CNOOC’s 2004 annual report listed itself as the operator of a joint venture with Golden Aaron and China Global Engineering Corp. through which it owns five exploration licenses covering 73,152 square kilometers. The licenses will run out on March 12, 2008 unless they are renewed. The gas deposits are part of the controversial Shwe gas project which is to include a gas pipeline through Burma to China. Human rights organizations have frequently cited abuses related to the project and have called for its cancellation.

The US sanctions may also have an effect on Singapore. The island republic has long been accused of being a shopping and financial center for Burmese generals and narcotics traffickers. Former US Assistant Secretary of State for the Bureau of International Narcotics and Law Enforcement Affairs, Robert Gelbard, said in 1997, “since 1998 over half of [the investments from] Singapore have been tied to the family of narco-trafficker Lo Hsing Han.”

Singaporean banks have been repeatedly accused of being used for money laundering by Burmese narcotics traffickers. Although Singapore does have what are considered by the Asia/Pacific Group on Money Laundering effective anti-money laundering mechanisms, the fact that figures such as Lo and Law are able to continue to do business there and keep banks accounts has prompted much speculation. In a recent step to detect money laundering, the Singaporean police announced that after 1 November 2007, anyone carrying or transferring more than $20,650 would be required to submit a report to the immigration authorities.

Whether or not the money is from drug profits, it is being used to finance investment in Burma that the US and international observers claim prop up the regime. While US financial sanctions are not aimed directly at Singapore or its banks, the hint is there that by dealing with individuals and firms on the sanctions list, the banks risk bad publicity.

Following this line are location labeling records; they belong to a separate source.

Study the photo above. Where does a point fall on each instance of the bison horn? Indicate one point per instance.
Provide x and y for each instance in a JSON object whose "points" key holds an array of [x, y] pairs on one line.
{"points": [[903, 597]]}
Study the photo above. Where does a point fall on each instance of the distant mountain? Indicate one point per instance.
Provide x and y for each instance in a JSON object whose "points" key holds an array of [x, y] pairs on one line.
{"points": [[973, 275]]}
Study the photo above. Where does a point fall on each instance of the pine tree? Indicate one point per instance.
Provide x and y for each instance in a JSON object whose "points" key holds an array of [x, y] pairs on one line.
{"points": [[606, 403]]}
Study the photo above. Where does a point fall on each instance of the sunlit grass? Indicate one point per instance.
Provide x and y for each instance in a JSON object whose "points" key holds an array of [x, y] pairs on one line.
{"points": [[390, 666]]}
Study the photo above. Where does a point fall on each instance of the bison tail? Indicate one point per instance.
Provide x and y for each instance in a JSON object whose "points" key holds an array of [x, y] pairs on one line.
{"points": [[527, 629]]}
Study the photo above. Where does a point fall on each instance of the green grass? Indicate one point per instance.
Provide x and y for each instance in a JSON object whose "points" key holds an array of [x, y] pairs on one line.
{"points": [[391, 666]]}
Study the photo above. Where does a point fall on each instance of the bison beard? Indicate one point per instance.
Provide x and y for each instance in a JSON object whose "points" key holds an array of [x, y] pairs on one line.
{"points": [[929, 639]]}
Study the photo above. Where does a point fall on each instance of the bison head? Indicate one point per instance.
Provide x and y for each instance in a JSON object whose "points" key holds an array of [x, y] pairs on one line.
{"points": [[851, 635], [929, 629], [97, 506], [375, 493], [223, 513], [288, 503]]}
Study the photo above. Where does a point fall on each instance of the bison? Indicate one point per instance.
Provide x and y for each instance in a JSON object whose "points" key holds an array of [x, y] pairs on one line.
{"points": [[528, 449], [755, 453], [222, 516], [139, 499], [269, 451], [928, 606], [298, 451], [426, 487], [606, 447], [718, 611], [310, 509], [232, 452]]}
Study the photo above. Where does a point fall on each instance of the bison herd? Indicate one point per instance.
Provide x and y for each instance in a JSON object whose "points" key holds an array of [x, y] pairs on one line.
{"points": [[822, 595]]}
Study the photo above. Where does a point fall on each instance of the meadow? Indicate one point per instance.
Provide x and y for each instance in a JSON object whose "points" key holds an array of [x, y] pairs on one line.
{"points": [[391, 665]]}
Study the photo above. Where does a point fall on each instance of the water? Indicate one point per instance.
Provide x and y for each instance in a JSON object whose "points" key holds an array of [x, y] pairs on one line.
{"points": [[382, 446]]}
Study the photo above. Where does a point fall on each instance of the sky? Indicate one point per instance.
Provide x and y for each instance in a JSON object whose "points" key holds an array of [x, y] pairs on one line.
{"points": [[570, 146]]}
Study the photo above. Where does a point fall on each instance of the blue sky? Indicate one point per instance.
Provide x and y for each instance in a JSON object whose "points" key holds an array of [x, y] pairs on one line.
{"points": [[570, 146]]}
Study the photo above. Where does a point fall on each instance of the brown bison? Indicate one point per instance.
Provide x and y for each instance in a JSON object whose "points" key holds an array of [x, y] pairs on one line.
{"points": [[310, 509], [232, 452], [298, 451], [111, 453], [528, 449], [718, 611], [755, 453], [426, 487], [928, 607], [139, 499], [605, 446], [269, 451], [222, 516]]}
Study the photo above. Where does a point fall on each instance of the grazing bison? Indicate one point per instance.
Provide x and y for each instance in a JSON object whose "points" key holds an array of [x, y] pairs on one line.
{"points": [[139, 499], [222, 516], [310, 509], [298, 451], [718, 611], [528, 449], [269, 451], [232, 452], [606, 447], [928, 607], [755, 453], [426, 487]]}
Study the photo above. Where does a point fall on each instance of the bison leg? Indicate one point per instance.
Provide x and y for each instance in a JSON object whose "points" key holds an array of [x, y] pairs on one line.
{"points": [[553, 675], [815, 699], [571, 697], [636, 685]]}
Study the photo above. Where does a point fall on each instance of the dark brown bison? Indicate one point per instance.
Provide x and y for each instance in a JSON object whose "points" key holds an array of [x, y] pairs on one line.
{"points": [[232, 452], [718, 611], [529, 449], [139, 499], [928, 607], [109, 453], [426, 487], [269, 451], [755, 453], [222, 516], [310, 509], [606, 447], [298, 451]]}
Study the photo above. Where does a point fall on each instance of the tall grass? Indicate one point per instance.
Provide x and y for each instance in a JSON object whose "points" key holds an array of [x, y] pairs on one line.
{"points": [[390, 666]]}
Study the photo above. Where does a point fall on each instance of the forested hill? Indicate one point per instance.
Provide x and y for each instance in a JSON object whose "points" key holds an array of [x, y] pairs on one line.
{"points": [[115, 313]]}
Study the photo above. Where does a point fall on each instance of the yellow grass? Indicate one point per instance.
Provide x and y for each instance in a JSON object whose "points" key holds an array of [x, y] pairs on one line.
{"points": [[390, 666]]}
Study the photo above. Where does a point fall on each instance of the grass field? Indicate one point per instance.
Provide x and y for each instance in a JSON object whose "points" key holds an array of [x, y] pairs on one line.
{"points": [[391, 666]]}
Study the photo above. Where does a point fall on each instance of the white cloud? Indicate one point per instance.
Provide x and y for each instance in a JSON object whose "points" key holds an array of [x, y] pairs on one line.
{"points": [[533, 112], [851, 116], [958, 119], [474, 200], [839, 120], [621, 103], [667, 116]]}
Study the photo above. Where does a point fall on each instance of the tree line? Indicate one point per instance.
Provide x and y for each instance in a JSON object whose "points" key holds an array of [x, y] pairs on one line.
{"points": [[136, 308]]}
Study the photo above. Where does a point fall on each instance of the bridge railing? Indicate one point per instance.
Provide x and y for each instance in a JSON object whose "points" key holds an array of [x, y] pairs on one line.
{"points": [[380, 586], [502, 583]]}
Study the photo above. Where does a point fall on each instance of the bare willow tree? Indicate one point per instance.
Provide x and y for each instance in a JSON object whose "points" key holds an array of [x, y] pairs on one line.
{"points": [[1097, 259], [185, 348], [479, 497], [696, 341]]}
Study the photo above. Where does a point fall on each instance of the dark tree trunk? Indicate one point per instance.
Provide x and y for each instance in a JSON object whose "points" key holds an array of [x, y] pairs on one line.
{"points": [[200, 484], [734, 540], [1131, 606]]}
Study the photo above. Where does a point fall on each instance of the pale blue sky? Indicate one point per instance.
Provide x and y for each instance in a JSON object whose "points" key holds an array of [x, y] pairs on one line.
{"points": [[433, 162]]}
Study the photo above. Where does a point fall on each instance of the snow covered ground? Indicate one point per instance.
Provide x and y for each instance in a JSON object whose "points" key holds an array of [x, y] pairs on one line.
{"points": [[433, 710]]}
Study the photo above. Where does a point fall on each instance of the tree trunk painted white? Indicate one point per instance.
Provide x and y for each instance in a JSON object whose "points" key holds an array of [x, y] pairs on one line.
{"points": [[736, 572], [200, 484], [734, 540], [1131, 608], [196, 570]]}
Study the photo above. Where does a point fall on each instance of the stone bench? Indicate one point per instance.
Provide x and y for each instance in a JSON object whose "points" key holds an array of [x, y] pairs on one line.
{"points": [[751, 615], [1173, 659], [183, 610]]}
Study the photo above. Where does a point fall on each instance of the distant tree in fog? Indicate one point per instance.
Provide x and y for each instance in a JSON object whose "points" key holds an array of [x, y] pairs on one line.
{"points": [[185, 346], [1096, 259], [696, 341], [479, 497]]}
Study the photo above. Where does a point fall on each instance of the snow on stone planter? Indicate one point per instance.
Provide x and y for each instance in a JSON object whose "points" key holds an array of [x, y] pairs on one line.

Although the Money Authority of Singapore is unlikely to advise banks to cut ties with Burmese firms as a result of the US sanctions, some analysts believe Singaporean banks are taking steps to restrict their links to Burmese companies. The refusal of Singaporean banks to deal with Burmese tycoon Tay Za’s Air Bagan airline is seen as a possible example of this. In addition, in late October 2007 the Irrawaddy magazine reported that bank transfers between United Overseas Bank of Singapore and Burma had been suspended temporarily. The risks to their banking relationships with the US may be forcing Singaporean banks to re-evaluate doing business with Burmese firms.